Methods: This phase 4, randomized, open-label, multinational, multicenter trial included patients with glycosylated hemoglobin (HbA1c) between ≥ 7.5% and ≤ 10.5%, and fasting plasma glucose ≤ 6.7 mmol/L.
Results: Baseline mean (SD) HbA1c values were numerically similar between groups in EA (N = 79) and Caucasian (N = 278) patients (EA: LM = 8.78 [0.71] vs. IGL = 8.72 [0.90]; Caucasian: LM = 8.56 [0.78] vs. IGL = 8.51 [0.70]).
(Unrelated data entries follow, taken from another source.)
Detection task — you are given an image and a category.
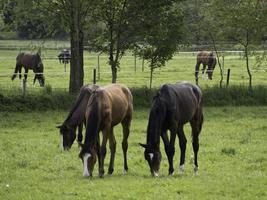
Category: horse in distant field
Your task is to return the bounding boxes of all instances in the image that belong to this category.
[57,49,71,64]
[11,53,45,87]
[140,82,203,177]
[57,85,98,150]
[79,84,133,177]
[195,51,217,84]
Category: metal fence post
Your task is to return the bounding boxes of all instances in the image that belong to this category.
[226,69,230,86]
[93,69,96,84]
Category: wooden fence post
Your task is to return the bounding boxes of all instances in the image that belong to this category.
[93,69,96,84]
[22,79,26,96]
[226,69,230,87]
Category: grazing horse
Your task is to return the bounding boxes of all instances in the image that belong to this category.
[140,82,203,176]
[57,85,98,150]
[79,84,133,177]
[195,51,217,84]
[11,53,45,87]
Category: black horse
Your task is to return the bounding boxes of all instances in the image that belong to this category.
[11,53,45,87]
[57,49,71,64]
[140,83,203,176]
[195,51,217,84]
[57,85,98,150]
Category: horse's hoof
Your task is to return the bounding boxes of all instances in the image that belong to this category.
[194,165,198,176]
[179,164,185,174]
[108,169,114,175]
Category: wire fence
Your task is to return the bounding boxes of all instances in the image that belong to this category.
[0,48,267,93]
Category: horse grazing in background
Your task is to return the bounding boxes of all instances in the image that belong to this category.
[57,85,98,150]
[140,83,203,176]
[79,84,133,177]
[11,53,45,87]
[195,51,217,84]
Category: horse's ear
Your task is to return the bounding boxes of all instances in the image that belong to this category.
[56,125,62,129]
[139,143,148,149]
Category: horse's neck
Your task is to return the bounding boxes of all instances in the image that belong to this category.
[84,102,101,145]
[65,94,89,126]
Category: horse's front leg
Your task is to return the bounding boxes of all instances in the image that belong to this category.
[108,128,116,175]
[77,123,83,146]
[99,129,109,178]
[161,130,175,175]
[24,68,29,82]
[11,64,21,81]
[178,126,187,173]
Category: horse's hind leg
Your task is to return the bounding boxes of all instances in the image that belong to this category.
[178,126,187,173]
[99,129,109,178]
[122,118,131,173]
[161,130,175,175]
[11,64,21,81]
[190,113,203,173]
[108,128,116,175]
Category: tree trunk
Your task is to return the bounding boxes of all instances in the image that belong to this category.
[245,45,252,91]
[69,1,84,93]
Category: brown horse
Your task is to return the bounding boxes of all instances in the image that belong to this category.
[57,85,98,150]
[11,53,45,87]
[140,83,203,176]
[195,51,217,84]
[79,84,133,177]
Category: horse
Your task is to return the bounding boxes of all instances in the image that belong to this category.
[79,84,133,178]
[11,53,45,87]
[195,51,217,84]
[139,82,203,177]
[57,49,71,64]
[57,85,98,150]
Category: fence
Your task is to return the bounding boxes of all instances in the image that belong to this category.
[0,51,267,94]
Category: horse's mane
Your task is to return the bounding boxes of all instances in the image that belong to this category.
[84,91,100,149]
[64,85,97,123]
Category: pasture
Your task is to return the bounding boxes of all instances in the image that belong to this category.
[0,41,267,200]
[0,106,267,199]
[0,41,267,93]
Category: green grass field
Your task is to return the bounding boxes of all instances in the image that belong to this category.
[0,107,267,199]
[0,41,267,95]
[0,41,267,200]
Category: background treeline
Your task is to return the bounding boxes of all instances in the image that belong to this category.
[0,0,267,45]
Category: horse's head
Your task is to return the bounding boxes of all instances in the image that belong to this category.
[140,143,161,177]
[79,144,96,177]
[33,53,45,87]
[207,52,217,80]
[57,124,76,150]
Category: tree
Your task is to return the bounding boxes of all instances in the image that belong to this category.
[212,0,267,91]
[134,0,183,89]
[42,0,94,93]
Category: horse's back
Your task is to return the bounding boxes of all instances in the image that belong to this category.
[162,82,202,123]
[101,84,133,125]
[16,53,41,69]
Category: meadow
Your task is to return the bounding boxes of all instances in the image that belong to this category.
[0,106,267,199]
[0,41,267,200]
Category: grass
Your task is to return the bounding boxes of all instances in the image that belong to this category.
[0,106,267,199]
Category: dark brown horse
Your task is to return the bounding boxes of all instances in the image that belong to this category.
[79,84,133,177]
[195,51,217,84]
[57,85,98,150]
[140,83,203,176]
[11,53,45,87]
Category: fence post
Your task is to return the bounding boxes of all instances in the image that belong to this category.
[97,53,101,80]
[142,57,145,72]
[226,69,230,86]
[22,78,26,96]
[93,69,96,84]
[134,54,136,72]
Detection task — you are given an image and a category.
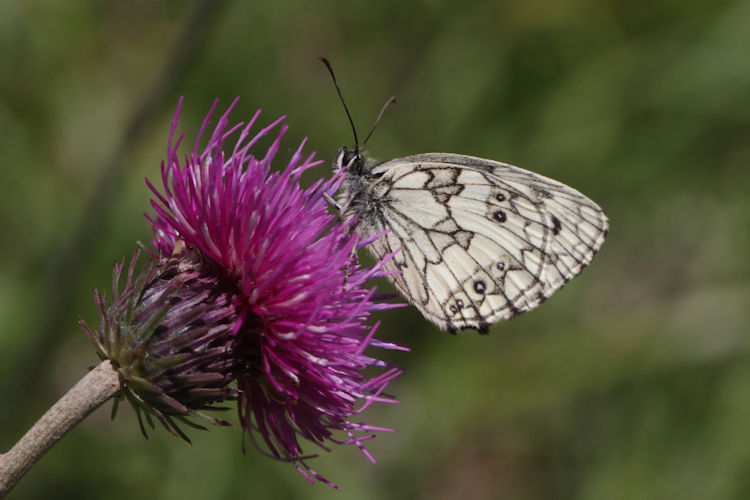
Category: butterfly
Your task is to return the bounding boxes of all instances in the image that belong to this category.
[323,61,608,334]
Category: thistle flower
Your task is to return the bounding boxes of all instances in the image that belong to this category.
[79,247,240,442]
[147,101,404,486]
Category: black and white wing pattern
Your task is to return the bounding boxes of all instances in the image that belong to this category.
[339,152,608,333]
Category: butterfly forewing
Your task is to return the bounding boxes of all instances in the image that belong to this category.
[342,153,607,331]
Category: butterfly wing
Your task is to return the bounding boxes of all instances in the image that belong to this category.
[362,153,608,332]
Mean (SD) HbA1c significantly (P < 0.001) decreased from baseline to 24 weeks for both treatments in both subpopulations (EA: LM = -1.32% [0.96] and IGL = -0.89% [0.98]; Caucasian: LM = -1.24% [0.98] and IGL = -1.05% [0.97]). The proportion reaching HbA1c ≤ 7% at week 24 was LM = 33.3% and IGL = 22.9% for EA patients, and LM = 37.2% and IGL = 34.1% for Caucasian patients. Mean (SD) rate of hypoglycemia per 30 days was LM = 0.74 (1.16) and IGL = 1.22 (1.36) in EA patients, and LM = 1.38 (2.04) and IGL = 1.65 (2.43) in Caucasian patients. Mean (SD) change in weight gain was LM = 0.62 kg (2.78) and IGL = 0.51 kg (2.63) in EA patients, and LM = 1.77 kg (2.91) and IG = 0.67 kg (3.09) in Caucasian patients.
Conclusion: Improved glycemic control was observed in EA and Caucasian patients treated with either LM or IGL.